I’m not sure I get the point of this article. ‘Success isn’t as interesting to writers as failure’ – is that the point?
I’ve also never understood why Gatsby is considered by many as a great love story. It’s much more about self-delusion and selfishness imo.

Drahcir Nevarc
Drahcir Nevarc
3 years ago
Reply to  Kevin Ryan

“I’ve also never understood why Gatsby is considered by many as a great love story.”

Because of the film.

Kevin Ryan
Kevin Ryan
3 years ago
Reply to  Drahcir Nevarc

Ah. I’ve never seen it.

johntshea2
johntshea2
3 years ago
Reply to  Drahcir Nevarc

SEVEN films actually, three for TV and four for the big screen.

Garth Buckner
Garth Buckner
3 years ago

“In the literature of the 20th century, the life of a man of business (it was invariably a man) was worthy of contemplation only if it exposed the hollowness of his capitalist world…”

What about Noble House by James Clavell? Or is Clavell not literature? Which begs the question; are books, however well written, simply not literature if they feature successful businessmen? Or soldiers who win? Or people who believe in the West? Or which address the Cold War as anything other than stupid and corrupt? Or novels where people spy for their country as anything other than needing the scales to fall from their eyes?

Which raises the question: Can there be a pro-Brexit literature?

Basil Chamberlain
Basil Chamberlain
3 years ago

Literary critic John Carey, having commented on the ideological diversity of English literature, argued that perhaps the only unifying trait was “antagonism to pride, grandeur, self-esteem and celebrity.” Literature tends to be sceptical of these things, as well as of “success”, because it grasps, unlike many people, that they are temporary and hollow. I often think of Trollope’s summation at the close of The Way We Live Now: “Whether her hopes were realised, or, ” as human hopes never are realised, ” how far her content was assured, these pages cannot tell.” What a breathtaking statement to make in a parenthesis! People who think literature is escapism simply don’t understand it.

Fraser Bailey
Fraser Bailey
3 years ago

‘In the late 1930s, Fitzgerald earned $91,000 in 18 months ““ $1.6m today.’

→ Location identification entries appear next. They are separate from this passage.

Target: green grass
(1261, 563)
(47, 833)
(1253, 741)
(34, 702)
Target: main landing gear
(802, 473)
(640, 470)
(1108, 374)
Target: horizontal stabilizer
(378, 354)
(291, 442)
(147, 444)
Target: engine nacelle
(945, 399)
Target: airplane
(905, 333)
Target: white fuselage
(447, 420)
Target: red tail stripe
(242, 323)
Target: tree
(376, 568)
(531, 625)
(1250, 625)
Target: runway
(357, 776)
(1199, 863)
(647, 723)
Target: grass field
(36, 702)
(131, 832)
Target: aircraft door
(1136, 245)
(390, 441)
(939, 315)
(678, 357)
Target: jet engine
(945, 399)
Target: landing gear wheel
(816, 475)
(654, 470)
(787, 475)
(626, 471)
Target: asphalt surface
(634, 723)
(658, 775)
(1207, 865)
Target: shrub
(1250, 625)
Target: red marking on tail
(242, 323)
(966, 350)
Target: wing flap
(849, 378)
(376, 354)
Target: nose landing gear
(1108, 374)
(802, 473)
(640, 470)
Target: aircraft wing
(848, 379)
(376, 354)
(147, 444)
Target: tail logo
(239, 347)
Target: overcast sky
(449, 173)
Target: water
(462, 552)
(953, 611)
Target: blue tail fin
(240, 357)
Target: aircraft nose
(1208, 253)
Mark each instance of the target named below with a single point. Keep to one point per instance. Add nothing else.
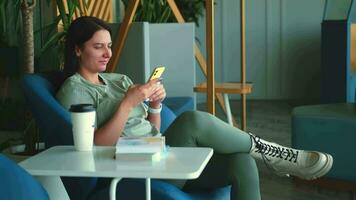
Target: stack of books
(140, 148)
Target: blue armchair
(17, 184)
(55, 129)
(330, 128)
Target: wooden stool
(225, 89)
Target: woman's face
(95, 53)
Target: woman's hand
(158, 96)
(136, 94)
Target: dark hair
(80, 31)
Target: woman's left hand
(158, 96)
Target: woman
(121, 112)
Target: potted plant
(51, 55)
(154, 11)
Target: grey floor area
(271, 120)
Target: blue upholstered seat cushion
(329, 128)
(17, 184)
(179, 104)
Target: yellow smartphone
(157, 73)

That should be the last 1920s, not 1939s. I was about to add a comment about the excellence of the Pat Hobby stories, but I’m happy to way that the writer did the job for me.

John Self
John Self
3 years ago
Reply to  Fraser Bailey

Thanks – he was indeed successful in the 20s, but the figures I referred to were for his time in the film industry in the late 30s: he was contracted at $1,000 a week for six months, then renewed for a year at $1,250 a week: total $91,000. The point being, I suppose, that he was rolling in cash in 1937/38 but then was desperate for money a year later, just before his death.

Fraser Bailey
Fraser Bailey
3 years ago
Reply to  John Self

I guess he spent all the money on Sheilah Graham!

Pagar Pagaris
Pagar Pagaris
3 years ago

Fitzgerald was always obsessed by wealth and his ultimate failure was founded in the envy he demonstrated for those who had wealth but, he felt, had not had to strive for it. You rightly point out that he was not poor during his life but he believed he was and, for him, diamonds had to be “as big as the Ritz.”

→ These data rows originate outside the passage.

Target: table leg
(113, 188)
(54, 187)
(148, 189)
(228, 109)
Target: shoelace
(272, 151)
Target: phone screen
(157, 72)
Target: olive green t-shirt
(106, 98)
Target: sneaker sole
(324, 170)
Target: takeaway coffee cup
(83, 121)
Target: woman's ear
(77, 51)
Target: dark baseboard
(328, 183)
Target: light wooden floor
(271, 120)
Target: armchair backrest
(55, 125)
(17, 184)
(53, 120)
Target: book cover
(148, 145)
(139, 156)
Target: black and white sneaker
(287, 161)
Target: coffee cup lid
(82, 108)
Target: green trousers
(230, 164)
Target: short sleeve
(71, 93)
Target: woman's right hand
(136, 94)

I think Fitzgerald was a great writer but an ordinary novelist. If you are looking for real pathos in his work forget the Gatsby fantasy and read his short stories, particularly his wonderfully comic Pat Hobby collection.

Andrew Baldwin
Andrew Baldwin
3 years ago

Interesting that Leonardo di Caprio played both Gatsby in the most recent film version of the novel and Frank Wheeler in the film of “Revolutionary Road”. I’ve seen the first film but not the second, though I would very much like to see it. “Revolutionary Road” is not nearly as well known as “The Great Gatsby”, but it was probably Yates’s masterpiece; it was certainly the best of his books I have read. It was good of John to draw attention to Yates’s book and notice the similarities between it and “The Great Gatsby”.